Toda a pose de homem sério e confiante que o Mário Sérgio mantinha foi por água abaixo. Ele mexeu as mãos, sem jeito, e gaguejou para começar a falar - Eeeer... Ela é uma mulher incrível. E linda, é claro – fez uma pausa para alisar a camisa, o que me fez rir – Mas acho que ela deixou bem claro que não se mudaria para Nova York. E preciso ser sincero: não está nos meus planos ficar no Brasil de forma definitiva.

- Alguma chance disso acontecer um dia? – arrisquei, descobrindo dentro de mim uma vontade de ter uma família que eu desconhecia até então.

- Bom, a única razão seria você. Se continuar se afogando, não hesitarei em vir salvá-la.

A declaração me pegou completamente desprevenida. Não sabia o que falar ou que fazer. Fiquei parada, olhando para meu pai, me perguntando se ele realmente seria capaz de fazer aquilo por mim. Preferi acreditar que sim. Talvez eu tivesse acabado de descobrir um porto seguro, afinal.

***
Durante o resto do almoço conversamos sobre a vida em Nova York e o trabalho do meu pai. Ele comentou que não ficava muito em casa, pois estava sempre em conferências ou em visitas a clientes. Disse que havia um ótimo quarto de hóspedes na sua casa que poderia ser facilmente adaptado para me receber, caso eu realmente desejasse me mudar.
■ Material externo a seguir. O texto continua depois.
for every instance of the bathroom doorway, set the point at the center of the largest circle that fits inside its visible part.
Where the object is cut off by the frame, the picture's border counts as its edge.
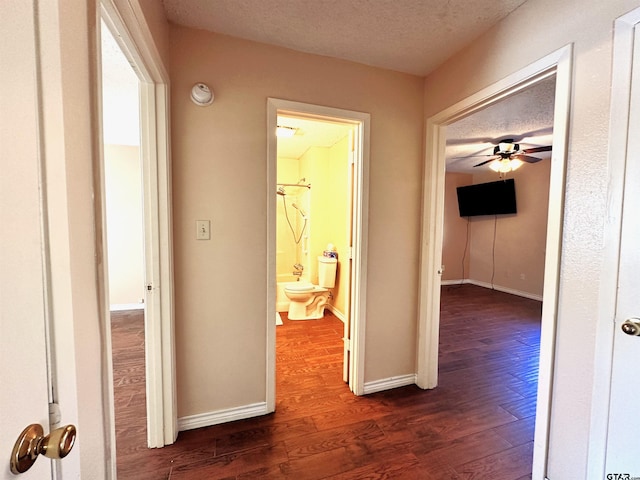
(318, 203)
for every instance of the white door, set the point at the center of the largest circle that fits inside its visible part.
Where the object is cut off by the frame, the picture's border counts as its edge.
(623, 445)
(24, 394)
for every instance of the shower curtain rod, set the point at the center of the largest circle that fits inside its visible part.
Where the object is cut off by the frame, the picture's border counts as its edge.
(307, 185)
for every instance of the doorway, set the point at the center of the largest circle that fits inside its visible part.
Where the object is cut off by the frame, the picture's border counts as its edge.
(353, 239)
(153, 138)
(557, 64)
(493, 256)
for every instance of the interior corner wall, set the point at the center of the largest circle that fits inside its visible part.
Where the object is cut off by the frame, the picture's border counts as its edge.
(125, 224)
(219, 172)
(455, 248)
(505, 49)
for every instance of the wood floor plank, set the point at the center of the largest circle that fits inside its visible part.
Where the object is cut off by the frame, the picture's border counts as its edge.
(478, 423)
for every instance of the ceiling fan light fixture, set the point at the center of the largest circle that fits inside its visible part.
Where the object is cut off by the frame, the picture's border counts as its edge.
(505, 165)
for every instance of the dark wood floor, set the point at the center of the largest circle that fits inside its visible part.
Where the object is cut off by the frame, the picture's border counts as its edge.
(478, 424)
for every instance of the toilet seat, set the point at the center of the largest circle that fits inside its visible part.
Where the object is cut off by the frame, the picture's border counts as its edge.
(300, 287)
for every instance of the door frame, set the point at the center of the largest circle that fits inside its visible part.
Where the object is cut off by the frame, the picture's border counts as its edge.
(558, 63)
(126, 22)
(621, 85)
(360, 232)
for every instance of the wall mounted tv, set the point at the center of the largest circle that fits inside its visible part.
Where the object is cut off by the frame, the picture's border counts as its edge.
(494, 198)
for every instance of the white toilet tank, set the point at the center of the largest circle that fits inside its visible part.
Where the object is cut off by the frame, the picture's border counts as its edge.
(327, 271)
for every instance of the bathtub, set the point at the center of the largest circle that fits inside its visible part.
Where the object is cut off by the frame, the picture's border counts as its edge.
(282, 302)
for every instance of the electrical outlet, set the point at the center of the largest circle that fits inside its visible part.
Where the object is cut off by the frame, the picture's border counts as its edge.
(203, 230)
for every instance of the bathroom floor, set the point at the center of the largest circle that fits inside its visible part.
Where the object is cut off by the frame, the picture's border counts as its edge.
(477, 424)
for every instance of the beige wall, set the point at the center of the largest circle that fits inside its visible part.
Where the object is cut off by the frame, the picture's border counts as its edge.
(125, 226)
(219, 173)
(520, 239)
(587, 24)
(455, 230)
(156, 21)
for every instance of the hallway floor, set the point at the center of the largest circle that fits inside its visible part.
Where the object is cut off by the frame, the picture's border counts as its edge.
(478, 424)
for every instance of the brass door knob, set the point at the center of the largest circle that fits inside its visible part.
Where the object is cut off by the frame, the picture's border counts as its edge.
(631, 326)
(32, 442)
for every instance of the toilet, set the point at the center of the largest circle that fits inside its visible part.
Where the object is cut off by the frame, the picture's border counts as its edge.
(308, 300)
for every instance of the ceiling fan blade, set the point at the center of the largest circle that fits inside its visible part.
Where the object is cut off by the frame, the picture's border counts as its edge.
(526, 158)
(538, 149)
(485, 162)
(472, 156)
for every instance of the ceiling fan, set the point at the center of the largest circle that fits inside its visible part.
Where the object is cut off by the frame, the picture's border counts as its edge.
(508, 156)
Depois que ele me deixou em casa e se despediu, corri pegar o celular para mandar uma mensagem para o Alê.

“Mário Sérgio disse que adorou sua mãe e que ficaria no Brasil caso eu precisasse dele. Se dona Melissa não vai a Nova York, meu pai vem até ela ;)”.
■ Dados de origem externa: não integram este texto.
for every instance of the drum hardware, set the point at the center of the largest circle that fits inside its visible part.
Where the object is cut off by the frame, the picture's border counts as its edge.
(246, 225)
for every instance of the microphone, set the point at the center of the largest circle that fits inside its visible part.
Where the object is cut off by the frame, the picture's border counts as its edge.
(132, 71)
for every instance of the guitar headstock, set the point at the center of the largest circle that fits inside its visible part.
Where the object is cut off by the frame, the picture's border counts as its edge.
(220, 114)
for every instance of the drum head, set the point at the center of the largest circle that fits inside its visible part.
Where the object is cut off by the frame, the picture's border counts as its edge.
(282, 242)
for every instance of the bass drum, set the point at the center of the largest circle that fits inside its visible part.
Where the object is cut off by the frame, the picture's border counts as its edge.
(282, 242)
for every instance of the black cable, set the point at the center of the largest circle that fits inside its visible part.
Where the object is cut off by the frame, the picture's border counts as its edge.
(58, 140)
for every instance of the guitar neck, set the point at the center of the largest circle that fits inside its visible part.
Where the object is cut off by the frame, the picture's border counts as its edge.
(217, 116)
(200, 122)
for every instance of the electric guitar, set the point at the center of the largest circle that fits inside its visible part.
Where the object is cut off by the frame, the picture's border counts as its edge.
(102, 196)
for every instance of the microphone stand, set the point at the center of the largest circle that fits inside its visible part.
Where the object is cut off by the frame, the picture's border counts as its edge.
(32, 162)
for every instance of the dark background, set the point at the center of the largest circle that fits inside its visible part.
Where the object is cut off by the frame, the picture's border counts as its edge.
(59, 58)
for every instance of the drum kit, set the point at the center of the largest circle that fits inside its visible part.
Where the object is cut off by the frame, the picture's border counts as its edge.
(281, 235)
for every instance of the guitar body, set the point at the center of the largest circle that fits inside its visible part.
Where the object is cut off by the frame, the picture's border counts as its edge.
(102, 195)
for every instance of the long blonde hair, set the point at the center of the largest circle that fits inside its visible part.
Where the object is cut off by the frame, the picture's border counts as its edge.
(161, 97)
Pessoas como o Alê tinham um lugar cativo no meu coração porque sempre respondiam o WhattsApp rapidamente.

“Então já temos o elo que estávamos procurando: você. É só continuar sendo rebelde que vamos conseguir juntar os dois rapidinho. E não desista assim, tão cedo, das nossas férias em Nova York. Ainda tenho esperanças”.

Subi para o meu quarto rindo com a resposta do skatista. Da onde será que ele tirava essas ideias?
Sentei na cadeira da escrivaninha e já estava me preparando para respondê-lo quando chegou uma mensagem do Caio.

“Sábado vai rolar minha festa de aniversário na minha casa. Estou te esperando,hein?”.

Assim que li a mensagem, imediatamente a imagem do Léo de mãos dadas comigo me veio à cabeça. Se ele realmente terminasse com a Vanessa, não precisaríamos mais nos esconder e poderíamos aproveitar a festa juntos.

E o melhor de tudo: a Carol e a Mari provavelmente também estariam lá. Essa sim seria a chance perfeita para dar o troco nelas com o bônus de não precisar passar vergonha na frente da escola inteira – de novo.

“Só me falar local e horário que estarei lá”.

Confirmei minha presença. Essa festa com certeza ia dar muito o que falar.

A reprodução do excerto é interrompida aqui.